CP3 aims to increase the amount of funding in private equity for climate investments through directly funding two commercially run private equity funds with a leveraging effect of bringing on board other donors and other institutional investors. LTS provides rigorous M&E of CP3, for both accountability and learning, to inform on-going delivery and to help mitigate some of the risks associated with this highly innovative programme.
- DFID/DECC funded; CPI is the lead partner; total LTS budget is about £200k
- The CP3 project is a total of £130 million, mainly invested in two private equity funds managed by the ICF- Catalyst Fund and the ADB run Asia Climate Partners. The portfolio also includes smaller investments which are aimed at addressing regulatory and market barriers to climate friendly investments.
- LTS provides support in monitoring and evaluating the development outcomes of the CP3 investment. The overall evaluation approach focuses on assessing impact dimensions, including financial leverage, human development impacts and transformational impacts, such as the creation of financial infrastructure and local capital markets.
To drive low-carbon climate resilient growth in developing countries, private finance for climate friendly investments needs to be mobilized at scale, but the market remains sceptical. To test, stimulate and mobilize finance, CP3 is participating as an equity investor in two private equity funds. These investments – while expected to deliver climate and development benefits – are also expected to provide commercial returns to the UK Government. The ability to generate commercial returns is central to the CP3 theory of change – demonstrating to the market that climate investments are feasible and profitable. This will help unlock additional private finance.
This is conceptually innovative, so capturing the results and testing the original theory of change model and its underlying assumptions is critical.
LTS has supported the design and implementation of a robust theory-based monitoring and evaluation strategy for the entire CP3 programme that:
- Assesses the success of the CP3 programme in driving low-carbon, climate resilient growth in developing countries.
- Tests the transformational effects of CP3 and the theory of change and its underlying assumptions.
- Uses utilisation and realist approaches to identify key findings and recommendations.
- Relies on a mixed methods approach, including case study and portfolio level analysis to identify portfolio level trends, rubrics and contribution analysis to triangulate key findings.

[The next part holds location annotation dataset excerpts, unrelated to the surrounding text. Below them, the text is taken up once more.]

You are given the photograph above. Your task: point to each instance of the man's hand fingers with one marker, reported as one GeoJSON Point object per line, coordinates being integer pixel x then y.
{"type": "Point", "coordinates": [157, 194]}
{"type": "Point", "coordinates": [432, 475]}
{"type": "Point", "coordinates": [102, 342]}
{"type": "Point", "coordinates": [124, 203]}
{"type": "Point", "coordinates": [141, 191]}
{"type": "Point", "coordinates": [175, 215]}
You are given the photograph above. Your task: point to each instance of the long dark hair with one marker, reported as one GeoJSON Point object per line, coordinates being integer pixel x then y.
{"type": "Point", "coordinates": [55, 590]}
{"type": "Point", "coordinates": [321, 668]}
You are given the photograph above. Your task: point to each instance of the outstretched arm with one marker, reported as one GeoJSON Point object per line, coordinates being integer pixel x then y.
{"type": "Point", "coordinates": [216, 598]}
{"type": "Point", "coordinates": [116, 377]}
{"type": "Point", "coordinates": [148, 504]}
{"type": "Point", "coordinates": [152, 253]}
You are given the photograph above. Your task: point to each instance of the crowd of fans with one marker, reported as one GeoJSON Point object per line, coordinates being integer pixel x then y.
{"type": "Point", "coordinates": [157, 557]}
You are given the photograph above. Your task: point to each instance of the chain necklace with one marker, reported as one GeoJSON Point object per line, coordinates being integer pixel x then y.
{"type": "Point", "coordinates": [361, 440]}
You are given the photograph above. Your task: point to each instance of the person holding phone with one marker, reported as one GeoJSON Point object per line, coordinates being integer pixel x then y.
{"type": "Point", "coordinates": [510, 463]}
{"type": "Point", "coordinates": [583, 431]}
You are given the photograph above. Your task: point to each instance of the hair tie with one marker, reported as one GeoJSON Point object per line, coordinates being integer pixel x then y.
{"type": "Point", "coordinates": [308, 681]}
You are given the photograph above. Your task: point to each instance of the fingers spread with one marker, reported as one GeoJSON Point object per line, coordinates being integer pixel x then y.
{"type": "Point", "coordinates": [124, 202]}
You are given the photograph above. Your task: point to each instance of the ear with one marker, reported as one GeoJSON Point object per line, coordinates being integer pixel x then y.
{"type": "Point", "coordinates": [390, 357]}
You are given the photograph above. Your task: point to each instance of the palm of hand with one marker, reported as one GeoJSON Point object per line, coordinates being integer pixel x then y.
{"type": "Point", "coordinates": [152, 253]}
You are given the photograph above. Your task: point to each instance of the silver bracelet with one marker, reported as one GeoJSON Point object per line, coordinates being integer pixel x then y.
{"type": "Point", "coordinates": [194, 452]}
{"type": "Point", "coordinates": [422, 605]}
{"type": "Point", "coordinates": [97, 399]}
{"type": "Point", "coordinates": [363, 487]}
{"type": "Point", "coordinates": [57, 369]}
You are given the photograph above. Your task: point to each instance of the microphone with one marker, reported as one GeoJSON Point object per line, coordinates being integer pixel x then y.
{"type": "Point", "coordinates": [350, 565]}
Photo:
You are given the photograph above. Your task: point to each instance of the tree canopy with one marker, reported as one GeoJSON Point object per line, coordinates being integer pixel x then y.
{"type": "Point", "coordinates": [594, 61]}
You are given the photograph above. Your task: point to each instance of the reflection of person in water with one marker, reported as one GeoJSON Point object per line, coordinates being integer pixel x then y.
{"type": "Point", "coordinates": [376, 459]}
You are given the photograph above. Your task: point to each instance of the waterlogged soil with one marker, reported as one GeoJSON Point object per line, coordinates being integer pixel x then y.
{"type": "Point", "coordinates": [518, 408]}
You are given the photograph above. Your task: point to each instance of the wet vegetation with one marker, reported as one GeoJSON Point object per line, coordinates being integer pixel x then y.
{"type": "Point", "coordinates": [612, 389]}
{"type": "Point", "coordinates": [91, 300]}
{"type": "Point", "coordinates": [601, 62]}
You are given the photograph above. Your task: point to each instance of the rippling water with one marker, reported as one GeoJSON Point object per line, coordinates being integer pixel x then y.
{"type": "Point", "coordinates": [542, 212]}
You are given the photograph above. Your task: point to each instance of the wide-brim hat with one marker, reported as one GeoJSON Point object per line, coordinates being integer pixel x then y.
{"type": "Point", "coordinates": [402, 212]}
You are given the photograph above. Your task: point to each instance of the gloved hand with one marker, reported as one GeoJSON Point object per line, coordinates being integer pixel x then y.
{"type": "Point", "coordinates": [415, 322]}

- Uses data collection and indicator selection methods including key informant interviews, evaluator judgement, indicator proxies, survey data and field site data.
Makes recommendations to enhance the effectiveness and efficiency of the CP3 programmes and disseminates evaluation approaches and lessons learned to HMG offices and more widely.
Value and benefits
The focus is on ensuring that evidence from M&E feeds back into programming decisions and tests the design assumptions of the CP3 model – particularly important given the innovative concept of using private investment for development benefits. Lessons and evidence will be of interest to when designing new programmes in this space.